Statistical analysis
Kolmogorov-Smirnov test was used to assess the normality of distribution. Normally distributed values are expressed as mean±SD, while non-normally as median (IQR). Data were analysed by x2 test, Fisher’s exact test, ANOVA, Kruskal-Wallis or Mann-Whitney U test, Spearman’s coefficient of correlation (r) and Wilcoxon Signed-Rank test where applicable. Multivariate analysis was performed in the total group of our patients (n = 126) by a stepwise linear regression with hepcidin levels as the dependent variable, while factors found to be significantly associated with serum hepcidin levels at univariate analysis were included as independent variables. We also included ferritin levels in our multivariate model to assess their impact as a confounding factor. Two-sided P-values <0.05 were considered as statistically significant.
Results
Comparison of clinical characteristics and hepcidin expression levels between patients with different liver diseases
Clinical characteristics of the 126 patients, with different liver diseases that underwent liver biopsy, are summarized in Table 1. The patients were middle-aged (mean±SD: 46.8 ± 15.5 years) with a predominance of women (58%). Statistical differences were observed in markers of liver injury and dysfunction including ALT, AST, γGT, ALP and serum bilirubin, between the five groups (Table 1). Serum aminotransferase, ALT and AST, levels were significantly higher in the AIH [median (IQR): 95 (241) and 58 (83), respectively] group indicating that these patients are more susceptible to hepatic cell damage. As anticipated, γGT and ALP levels, which indicate cholestasis, were higher in the PBC/PSC patient group. Serum ferritin and INR levels did not differ significantly between groups and median values were within the normal range, indicating similar body iron stores and functional coagulation pathway in patients with different diseases.
Histological analysis was performed on the biopsy specimens of our patients evaluating levels of inflammation (minimal/mild or moderate/severe), the extent of fibrosis (none/mild/moderate or severe/cirrhosis) and appearance of cirrhosis in liver tissue (Table 1).
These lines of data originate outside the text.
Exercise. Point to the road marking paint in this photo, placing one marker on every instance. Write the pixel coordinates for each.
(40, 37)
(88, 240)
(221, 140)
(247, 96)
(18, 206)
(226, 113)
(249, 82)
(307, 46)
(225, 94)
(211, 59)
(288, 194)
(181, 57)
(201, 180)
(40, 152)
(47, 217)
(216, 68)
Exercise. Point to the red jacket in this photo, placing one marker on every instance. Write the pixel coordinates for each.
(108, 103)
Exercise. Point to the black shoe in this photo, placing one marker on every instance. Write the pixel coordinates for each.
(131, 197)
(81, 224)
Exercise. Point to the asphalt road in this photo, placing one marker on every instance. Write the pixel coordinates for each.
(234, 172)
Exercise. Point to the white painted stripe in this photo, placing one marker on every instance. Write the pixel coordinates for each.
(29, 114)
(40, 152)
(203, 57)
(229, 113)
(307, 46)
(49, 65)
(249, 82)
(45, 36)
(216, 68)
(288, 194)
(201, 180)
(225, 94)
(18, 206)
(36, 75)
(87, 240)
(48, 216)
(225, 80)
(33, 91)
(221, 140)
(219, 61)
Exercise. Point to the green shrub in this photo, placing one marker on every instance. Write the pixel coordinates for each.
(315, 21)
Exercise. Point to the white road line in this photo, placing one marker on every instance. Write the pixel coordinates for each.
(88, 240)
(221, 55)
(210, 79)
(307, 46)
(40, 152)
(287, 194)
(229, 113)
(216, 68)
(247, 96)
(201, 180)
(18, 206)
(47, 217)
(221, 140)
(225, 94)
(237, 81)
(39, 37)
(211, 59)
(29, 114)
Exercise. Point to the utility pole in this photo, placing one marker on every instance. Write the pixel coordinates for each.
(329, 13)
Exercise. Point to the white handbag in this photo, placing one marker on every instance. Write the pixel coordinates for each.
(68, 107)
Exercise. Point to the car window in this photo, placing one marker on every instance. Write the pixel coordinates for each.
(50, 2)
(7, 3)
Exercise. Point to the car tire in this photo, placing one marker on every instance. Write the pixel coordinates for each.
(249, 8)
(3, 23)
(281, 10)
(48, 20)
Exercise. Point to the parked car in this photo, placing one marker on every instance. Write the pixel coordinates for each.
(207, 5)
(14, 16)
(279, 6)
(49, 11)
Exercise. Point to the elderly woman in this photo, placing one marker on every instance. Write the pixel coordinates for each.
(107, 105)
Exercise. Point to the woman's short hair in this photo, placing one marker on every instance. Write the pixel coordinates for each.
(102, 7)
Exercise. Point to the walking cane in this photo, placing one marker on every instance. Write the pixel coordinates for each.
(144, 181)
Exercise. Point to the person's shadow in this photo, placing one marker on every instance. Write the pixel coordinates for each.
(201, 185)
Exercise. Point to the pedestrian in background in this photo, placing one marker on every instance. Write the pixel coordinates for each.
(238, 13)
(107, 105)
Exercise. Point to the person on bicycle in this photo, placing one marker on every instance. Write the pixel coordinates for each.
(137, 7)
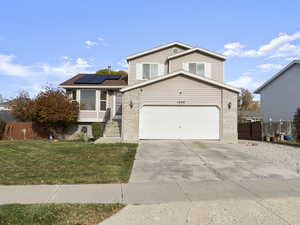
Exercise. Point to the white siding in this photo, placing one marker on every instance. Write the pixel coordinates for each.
(281, 98)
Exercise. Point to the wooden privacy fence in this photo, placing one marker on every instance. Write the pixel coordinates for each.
(250, 131)
(23, 131)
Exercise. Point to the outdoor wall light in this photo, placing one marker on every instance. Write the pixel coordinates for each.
(131, 104)
(229, 105)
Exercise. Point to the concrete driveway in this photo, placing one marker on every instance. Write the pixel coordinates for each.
(189, 161)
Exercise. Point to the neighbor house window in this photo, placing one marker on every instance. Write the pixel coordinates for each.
(87, 99)
(197, 68)
(103, 100)
(150, 70)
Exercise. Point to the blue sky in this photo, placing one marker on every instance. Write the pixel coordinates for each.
(46, 42)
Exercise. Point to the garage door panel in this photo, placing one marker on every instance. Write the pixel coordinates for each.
(158, 122)
(179, 122)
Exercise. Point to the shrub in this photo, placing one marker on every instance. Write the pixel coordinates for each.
(297, 124)
(21, 107)
(2, 128)
(98, 129)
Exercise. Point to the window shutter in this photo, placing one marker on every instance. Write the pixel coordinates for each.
(185, 66)
(207, 70)
(139, 71)
(161, 69)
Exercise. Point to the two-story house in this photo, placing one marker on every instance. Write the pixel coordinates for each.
(280, 95)
(174, 91)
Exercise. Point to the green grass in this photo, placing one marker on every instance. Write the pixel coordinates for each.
(43, 162)
(56, 214)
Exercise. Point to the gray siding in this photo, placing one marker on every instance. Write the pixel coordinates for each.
(281, 98)
(216, 64)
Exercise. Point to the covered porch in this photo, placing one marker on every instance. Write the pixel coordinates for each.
(97, 105)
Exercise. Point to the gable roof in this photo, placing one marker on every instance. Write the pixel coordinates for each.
(158, 48)
(281, 72)
(107, 83)
(217, 55)
(185, 73)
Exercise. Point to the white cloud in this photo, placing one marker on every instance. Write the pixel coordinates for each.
(245, 82)
(246, 73)
(99, 41)
(291, 58)
(7, 66)
(90, 44)
(123, 63)
(269, 67)
(233, 49)
(279, 46)
(69, 68)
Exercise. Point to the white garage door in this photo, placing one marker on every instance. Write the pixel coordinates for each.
(179, 122)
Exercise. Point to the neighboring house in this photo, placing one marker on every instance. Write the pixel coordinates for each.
(174, 91)
(4, 106)
(5, 112)
(280, 95)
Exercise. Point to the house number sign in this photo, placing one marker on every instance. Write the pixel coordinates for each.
(180, 102)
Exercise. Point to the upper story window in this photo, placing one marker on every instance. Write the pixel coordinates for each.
(150, 70)
(199, 68)
(103, 100)
(146, 71)
(72, 94)
(88, 99)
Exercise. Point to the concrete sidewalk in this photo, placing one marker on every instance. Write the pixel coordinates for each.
(151, 193)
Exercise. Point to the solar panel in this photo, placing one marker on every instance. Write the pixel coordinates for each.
(96, 79)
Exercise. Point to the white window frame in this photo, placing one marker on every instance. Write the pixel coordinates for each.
(204, 75)
(79, 97)
(106, 100)
(150, 76)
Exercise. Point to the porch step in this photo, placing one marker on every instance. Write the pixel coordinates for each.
(112, 129)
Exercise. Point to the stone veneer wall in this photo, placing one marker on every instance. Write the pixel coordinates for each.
(130, 118)
(229, 120)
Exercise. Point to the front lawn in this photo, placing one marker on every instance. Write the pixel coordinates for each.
(43, 162)
(56, 214)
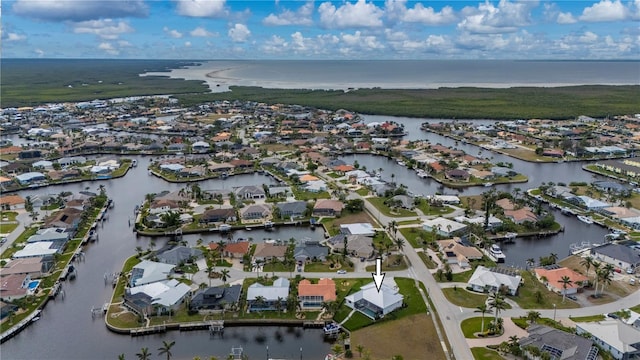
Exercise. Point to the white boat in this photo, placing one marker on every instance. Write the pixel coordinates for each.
(497, 253)
(585, 219)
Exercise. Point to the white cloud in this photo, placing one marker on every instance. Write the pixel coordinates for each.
(105, 29)
(73, 10)
(566, 18)
(12, 37)
(605, 10)
(202, 8)
(108, 48)
(201, 32)
(239, 33)
(349, 15)
(489, 19)
(302, 16)
(172, 32)
(428, 16)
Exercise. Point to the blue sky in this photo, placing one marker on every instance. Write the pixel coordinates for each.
(350, 29)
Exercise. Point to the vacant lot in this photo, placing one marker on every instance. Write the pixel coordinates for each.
(396, 338)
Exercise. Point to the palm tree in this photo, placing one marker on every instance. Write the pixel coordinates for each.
(224, 275)
(533, 316)
(144, 354)
(165, 349)
(482, 309)
(565, 281)
(587, 262)
(497, 303)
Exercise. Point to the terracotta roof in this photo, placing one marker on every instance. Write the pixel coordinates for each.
(13, 199)
(325, 288)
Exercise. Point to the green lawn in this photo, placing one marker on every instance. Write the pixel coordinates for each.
(463, 297)
(378, 202)
(471, 326)
(485, 354)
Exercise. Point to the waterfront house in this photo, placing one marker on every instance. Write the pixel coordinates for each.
(494, 279)
(11, 202)
(456, 252)
(179, 255)
(162, 206)
(622, 341)
(161, 297)
(552, 275)
(35, 267)
(620, 256)
(147, 272)
(327, 207)
(13, 287)
(560, 344)
(218, 215)
(311, 296)
(67, 218)
(310, 251)
(30, 178)
(250, 192)
(443, 226)
(375, 304)
(255, 212)
(293, 209)
(268, 298)
(216, 298)
(267, 252)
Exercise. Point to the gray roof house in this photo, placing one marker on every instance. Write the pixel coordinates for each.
(295, 209)
(178, 255)
(311, 250)
(215, 298)
(560, 344)
(620, 256)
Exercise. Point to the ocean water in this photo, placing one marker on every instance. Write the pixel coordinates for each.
(408, 74)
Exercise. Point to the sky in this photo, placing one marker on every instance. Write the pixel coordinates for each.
(349, 29)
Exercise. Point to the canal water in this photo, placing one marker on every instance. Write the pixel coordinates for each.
(67, 330)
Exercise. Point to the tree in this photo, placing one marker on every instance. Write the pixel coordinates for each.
(565, 281)
(165, 349)
(497, 303)
(482, 309)
(224, 275)
(144, 354)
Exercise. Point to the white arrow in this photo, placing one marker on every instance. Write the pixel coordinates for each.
(377, 276)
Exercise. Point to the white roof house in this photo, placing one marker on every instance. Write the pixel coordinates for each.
(444, 227)
(491, 279)
(373, 303)
(365, 229)
(40, 248)
(149, 271)
(622, 340)
(279, 289)
(167, 293)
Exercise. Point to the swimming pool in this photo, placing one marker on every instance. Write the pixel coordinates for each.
(33, 285)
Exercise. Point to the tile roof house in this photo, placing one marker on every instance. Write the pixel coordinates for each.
(311, 296)
(621, 340)
(373, 303)
(266, 252)
(266, 298)
(215, 298)
(560, 344)
(492, 279)
(555, 274)
(179, 255)
(327, 207)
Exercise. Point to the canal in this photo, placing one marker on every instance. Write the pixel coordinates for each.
(66, 329)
The differences in inflammation grading between the five groups were at the margin of statistical significance (P = 0.05). The highest percentage of patients with moderate to severe inflammation was observed in the HCV and AIH groups (42.9% and 43.8%, respectively). The differences in fibrosis staging were statistically significant between the five groups (P<0.001). Extremely small percentage of patients with moderate to severe fibrosis is observed in the PBC/PSC and NAFLD groups (8.9% and 3.2%, respectively) while the highest percentage is observed in the HBV group (43.5%) followed by the AIH (31.2%) and the HCV (28.6%) groups. These differences reveal that fibrosis staging in the biopsy specimens of our patients is heterogeneous and depends on disease etiology and progression. Nevertheless, only 6 (4.8%) patients out of the total cohort of the 126 had cirrhosis and no statistically significant differences were observed between the five groups as far as cirrhosis is concerned.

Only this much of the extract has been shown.